Türkiye’de kapitalist düzen ve onun sahibi olan egemen sınıflar her dönem sola düşmanca yaklaştı, sosyalist hareket biraz güçlendiğinde polisiye tedbirler, o da yetmezse askeri darbelerle onu bastırmaya çalıştı. Özellikle sol hareketin kitleselleştiği 1960-80 arasında bu saldırıların düzeyi çok arttı. Türkiye’nin 1952’de NATO’ya girişi, saldırıların ABD desteğiyle daha da sistemli hale gelmesine neden oldu. Bir yandan solun kitleselleşmesi bir yandan da Sovyetler Birliği’nin başını çektiği sosyalist blokun varlığı egemen sınıfları çok tedirgin ediyor, sol hareketi “yakın tehlike” olarak görüyorlardı. Şematize ederek söylersek hem devlet hem de kapitalizm beka kaygısıyla büyük bir tedirginlik içindeydi. Fakat 1980 askeri darbesinin ardından solun yaşadığı yenilgi ve 1989’da Sovyet sosyalizminin çöküşü egemen sınıfları çok rahatlattı. Artık solu “yakın tehlike” olarak görmekten vazgeçtiler. Sol hareket 12 Eylül darbesi ardından kitleselliğini, 1989 çöküşüyle de önemli ölçüde ideolojik motivasyonunu yitirdi. Sonraki yıllarda devletle dolaysız biçimde karşı karşıya gelmesine neden olacak mücadele biçimlerini özenle kullanmaktan kaçındığı için giderek reformizmin etkisi altına girdi. İşçi sınıfını merkeze aldığını ilan eden bir mücadele programı çizgisi gerçekte sınıfın geri yanlarına yaslanarak “sağ” bir siyasi program izlemenin gerekçesi haline getirildi. “İşçicilik” ve “sınıfa gidiş” her türden sağcı eğilimin üzerini örten bir şal gibi kullanıldı. Sol hareket “sınıf çalışması” gerekçesinin arkasına sığınarak devrimci dinamizmini yitirdi. Söylemde en keskin kapitalizm karşıtlığı, kapitalizmin devamlılığını sağlayan devlet karşısında ise reformcu bir programa dönüştü. Kapitalizm karşıtı mücadeleyi, sanki devletsiz kapitalizm olabilirmiş gibi gündelik hayatta devletle karşı karşıya gelmekten kaçınarak yürütmeye çalıştı. Kabul edilmese de gerçekte bu durumun adı sistem içi bir sınıf siyaseti ve devrimciliğini yitirmiş bir “burjuva sosyalizmi”dir.

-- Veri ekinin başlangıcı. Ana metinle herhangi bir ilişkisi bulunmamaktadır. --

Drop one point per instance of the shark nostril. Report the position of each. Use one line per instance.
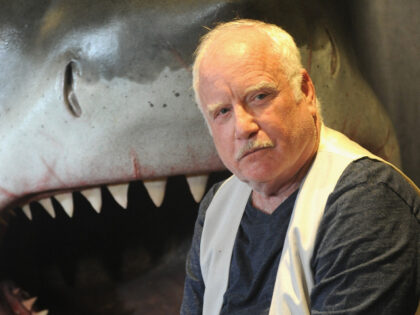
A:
(70, 97)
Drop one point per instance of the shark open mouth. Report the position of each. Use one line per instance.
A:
(125, 259)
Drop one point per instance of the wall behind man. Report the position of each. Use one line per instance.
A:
(386, 37)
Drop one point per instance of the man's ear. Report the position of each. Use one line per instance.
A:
(308, 89)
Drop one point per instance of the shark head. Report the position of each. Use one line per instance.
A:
(96, 94)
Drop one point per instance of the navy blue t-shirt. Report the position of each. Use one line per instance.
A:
(366, 258)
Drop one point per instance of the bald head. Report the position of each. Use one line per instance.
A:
(255, 39)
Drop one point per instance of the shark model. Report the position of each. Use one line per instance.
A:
(97, 114)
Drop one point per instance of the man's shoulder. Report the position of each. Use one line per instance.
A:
(207, 199)
(374, 179)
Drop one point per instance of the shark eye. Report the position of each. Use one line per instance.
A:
(69, 94)
(260, 96)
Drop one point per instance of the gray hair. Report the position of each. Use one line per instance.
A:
(283, 45)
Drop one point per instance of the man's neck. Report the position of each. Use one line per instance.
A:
(268, 202)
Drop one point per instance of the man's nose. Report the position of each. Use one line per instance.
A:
(245, 124)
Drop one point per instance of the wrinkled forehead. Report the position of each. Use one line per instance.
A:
(236, 51)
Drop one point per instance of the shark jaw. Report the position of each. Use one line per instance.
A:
(107, 259)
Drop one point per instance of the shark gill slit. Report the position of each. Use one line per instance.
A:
(70, 97)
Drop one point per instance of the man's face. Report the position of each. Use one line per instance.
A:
(262, 134)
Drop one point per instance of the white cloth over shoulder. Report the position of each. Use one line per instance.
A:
(294, 280)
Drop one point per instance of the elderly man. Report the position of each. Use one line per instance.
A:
(310, 222)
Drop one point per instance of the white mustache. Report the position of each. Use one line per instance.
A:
(253, 145)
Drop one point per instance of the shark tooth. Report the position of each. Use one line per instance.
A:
(120, 194)
(66, 201)
(27, 211)
(93, 195)
(197, 184)
(28, 304)
(47, 205)
(156, 190)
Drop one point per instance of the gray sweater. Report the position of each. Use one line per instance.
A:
(366, 258)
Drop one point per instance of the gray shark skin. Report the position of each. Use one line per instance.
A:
(94, 93)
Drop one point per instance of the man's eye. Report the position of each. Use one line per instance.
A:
(221, 112)
(224, 111)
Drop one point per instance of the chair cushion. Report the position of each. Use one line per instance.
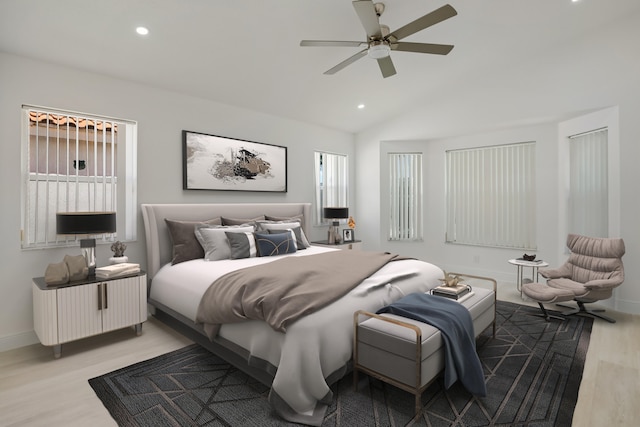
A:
(577, 289)
(540, 292)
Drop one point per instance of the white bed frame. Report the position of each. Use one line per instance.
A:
(159, 253)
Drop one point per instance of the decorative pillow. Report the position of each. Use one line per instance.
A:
(301, 239)
(242, 245)
(274, 244)
(240, 221)
(185, 244)
(214, 240)
(290, 231)
(299, 218)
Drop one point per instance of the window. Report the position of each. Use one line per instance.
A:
(405, 191)
(332, 182)
(589, 184)
(76, 163)
(490, 196)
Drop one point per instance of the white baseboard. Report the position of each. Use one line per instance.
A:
(626, 306)
(19, 340)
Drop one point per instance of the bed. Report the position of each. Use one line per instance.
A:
(299, 364)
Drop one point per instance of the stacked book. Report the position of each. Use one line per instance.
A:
(456, 292)
(117, 270)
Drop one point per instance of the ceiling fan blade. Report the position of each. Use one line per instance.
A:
(436, 49)
(346, 62)
(445, 12)
(386, 67)
(325, 43)
(369, 18)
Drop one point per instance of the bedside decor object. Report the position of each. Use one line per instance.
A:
(56, 274)
(86, 223)
(335, 214)
(118, 249)
(351, 223)
(449, 280)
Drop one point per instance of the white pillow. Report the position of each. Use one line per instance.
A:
(214, 240)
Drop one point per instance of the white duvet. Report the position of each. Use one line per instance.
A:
(314, 346)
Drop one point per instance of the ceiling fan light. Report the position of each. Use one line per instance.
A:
(379, 51)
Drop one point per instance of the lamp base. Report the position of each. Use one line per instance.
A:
(88, 247)
(334, 234)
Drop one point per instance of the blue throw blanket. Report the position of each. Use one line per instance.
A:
(455, 323)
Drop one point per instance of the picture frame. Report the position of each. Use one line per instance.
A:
(213, 162)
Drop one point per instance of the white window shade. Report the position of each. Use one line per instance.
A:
(490, 196)
(405, 191)
(75, 162)
(588, 184)
(332, 182)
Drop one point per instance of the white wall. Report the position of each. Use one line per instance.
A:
(161, 117)
(526, 101)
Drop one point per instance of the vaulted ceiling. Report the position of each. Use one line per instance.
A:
(247, 53)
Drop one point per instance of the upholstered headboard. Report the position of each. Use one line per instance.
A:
(158, 240)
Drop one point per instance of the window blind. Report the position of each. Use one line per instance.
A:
(71, 165)
(490, 196)
(332, 182)
(589, 184)
(405, 190)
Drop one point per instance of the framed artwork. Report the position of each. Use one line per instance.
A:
(213, 162)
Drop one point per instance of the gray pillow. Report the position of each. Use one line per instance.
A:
(185, 244)
(275, 244)
(301, 239)
(214, 240)
(299, 218)
(242, 245)
(241, 221)
(296, 234)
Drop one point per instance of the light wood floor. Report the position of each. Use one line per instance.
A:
(37, 390)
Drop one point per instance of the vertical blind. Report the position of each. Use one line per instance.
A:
(71, 166)
(405, 191)
(332, 182)
(589, 184)
(490, 196)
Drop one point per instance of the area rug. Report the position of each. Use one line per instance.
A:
(532, 368)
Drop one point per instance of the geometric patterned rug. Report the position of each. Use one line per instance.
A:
(532, 369)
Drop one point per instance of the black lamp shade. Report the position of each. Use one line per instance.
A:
(85, 222)
(336, 213)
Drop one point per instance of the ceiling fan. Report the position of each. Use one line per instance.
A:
(380, 42)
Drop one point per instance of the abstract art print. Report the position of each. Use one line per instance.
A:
(213, 162)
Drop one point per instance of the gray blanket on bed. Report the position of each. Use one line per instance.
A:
(456, 326)
(282, 291)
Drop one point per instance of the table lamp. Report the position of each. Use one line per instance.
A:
(88, 223)
(335, 215)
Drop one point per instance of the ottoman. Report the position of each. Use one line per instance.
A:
(407, 353)
(543, 294)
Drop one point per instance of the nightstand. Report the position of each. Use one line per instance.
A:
(75, 310)
(354, 245)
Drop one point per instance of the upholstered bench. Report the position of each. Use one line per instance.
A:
(407, 353)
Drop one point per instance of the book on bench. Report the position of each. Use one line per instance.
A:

Devlet ve kapitalizm kuşkusuz ki birbirinden ayrılamaz ama özdeş olmayan iki ayrı kategori olarak değerlendirilebilir. Kapitalizm kendini olabildiğince görünmez kılmak ister. Yakın bir tehlike olmadığı için solun kapitalizm karşıtlığı sistemi rahatsız etmiyor. Hatta belirli sınırlar dahilinde solun gelişmesini tolere edebiliyor. Bu sınırları ise solun mücadele biçimi belirler. İster genel kitle şiddetini, isterse özelleşmiş şiddet biçimini kullansın fark etmez, devletle dolaysız biçimde karşı karşıya geldiği her anda sola olan tolerans ortadan kalkar, baskılar artar. Bundan dolayı uzun bir süreden beri solun ana gövdesi sözde keskin bir programmış gibi görünen kapitalizm karşıtlığıyla sınrlandırılmış bir programla kendisini tanımlıyor ama öte yandan devletle karşı karşıya gelmesine neden olabilecek mücadele biçimlerinden de olabildiğince kaçınıyor. Kaçınmanın bir yolunun da genelde Kürt meselesine özelde ise Kobani sürecine mesafe koymaktan geçtiğinin farkında. Gezi ve solun Kobani sürecine/yargılanmalarına bu kadar uzak durmasının bir nedeni de işte bu farkındalıktır. Soyut bir kapitalizm karşıtlığında keskinlik (aslında pratik mücadelede daha çok neoliberalizm karşıtlığıyla sınırlı bir muhalefet), devletle karşı karşıya gelmeye neden olabilecek politika ve mücadele biçimlerinden özenle kaçınmak… Şurası açık ki, kitlelerin gözünde kendini görünmez kılmayı becerebilen, sadece kapitalizm karşıtlığı üzerine inşa edilmiş bir program soyuttur ve devrimcileşemez. Somut anlamda bugün devrimci kalabilmek sadece kapitalizm karşıtlığıyla sağlanamaz. Devletsiz bir kapitalizm yok orta yerde. Böyle saf bir kapitalizm varmış gibi davranmak kendini kandırmak, hayatın maddi gerçeklerinden kaçmak anlamına gelir. Devlete değmeden, onun etrafını dolaşarak kapitalizme karşı mücadele verilemez. Devrimci kalabilmek devletli kapitalizmle, kapitalist devletle, devletin, kapitalizmin devamlılığını sağlamak için kullandığı ideolojik aygıtlarla, kendini görünür kıldığı baskı aygıtlarıyla gerilimi ve çatışmaları göze alabilmeyi gerektirir. Şu da unutulmamalı; sol hareket bu gerilimli politika yapma halinden kaçındığı için Kobani süreciyle arasına mesafe koymak istiyor.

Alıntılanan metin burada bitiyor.